A Short History of Mali, Niger and the Lands in Between
A history of the African states and societies along the southern edge of the Sahara and how they are responding to new pressures linked to the intrusion of global capital.
The Sahel, where the southern edge of the Sahara meets the land in between it and the savannah, is alternatively ignored and misunderstood. In the 1970s it was synonymous with drought and famine, yet crops and herds flourish along its riverbanks and fears of ‘desertification’ have been debunked.

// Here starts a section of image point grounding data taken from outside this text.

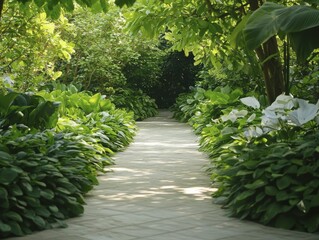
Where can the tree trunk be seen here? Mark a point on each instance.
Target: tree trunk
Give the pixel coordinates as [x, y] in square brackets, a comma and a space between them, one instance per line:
[272, 68]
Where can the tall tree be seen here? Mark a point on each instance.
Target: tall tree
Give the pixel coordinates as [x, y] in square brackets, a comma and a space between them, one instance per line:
[205, 28]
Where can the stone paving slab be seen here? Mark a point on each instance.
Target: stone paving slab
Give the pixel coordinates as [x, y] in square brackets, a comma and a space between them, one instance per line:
[158, 190]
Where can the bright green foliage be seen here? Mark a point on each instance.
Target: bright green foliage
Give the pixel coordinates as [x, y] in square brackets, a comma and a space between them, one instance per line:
[105, 56]
[43, 178]
[93, 116]
[263, 162]
[299, 23]
[196, 27]
[44, 173]
[30, 45]
[134, 101]
[31, 110]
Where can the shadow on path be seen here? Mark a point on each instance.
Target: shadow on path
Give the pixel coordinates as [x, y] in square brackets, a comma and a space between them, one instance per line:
[158, 190]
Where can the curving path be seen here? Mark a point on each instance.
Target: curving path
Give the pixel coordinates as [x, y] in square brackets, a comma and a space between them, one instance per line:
[159, 191]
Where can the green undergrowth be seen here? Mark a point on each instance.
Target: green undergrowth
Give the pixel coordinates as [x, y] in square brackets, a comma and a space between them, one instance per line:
[52, 147]
[134, 101]
[263, 160]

After a century of colonialism and military rule the Sahelian nations of Mali and Niger built democracies fortified by long political traditions and Islam, though challenged by recurring violence, especially in Niger, which also witnessed a return of famine. Yet it was Mali that nearly collapsed, in 2012, and there was talk of it becoming an al- Qa’ida safe haven, which precipitated French military intervention. Once again the Sahel is a political and environmental faultline, invoked as an ‘arc of instability’, yet while the portents seem gloomy, Niger has uranium, Mali is Africa’s third largest gold producer and new partners, like China, are rushing in.
In his entwined history of Mali and Niger, Thomas Miles contends that today’s crises are neither inevitable nor permanent. The Sahel has long exchanged goods and ideas with the wider world and the presence there of French soldiers and American drones is only one moment in a long and distinguished trajectory.
Thomas L. Miles is an independent scholar who lives in New York. This is his first book.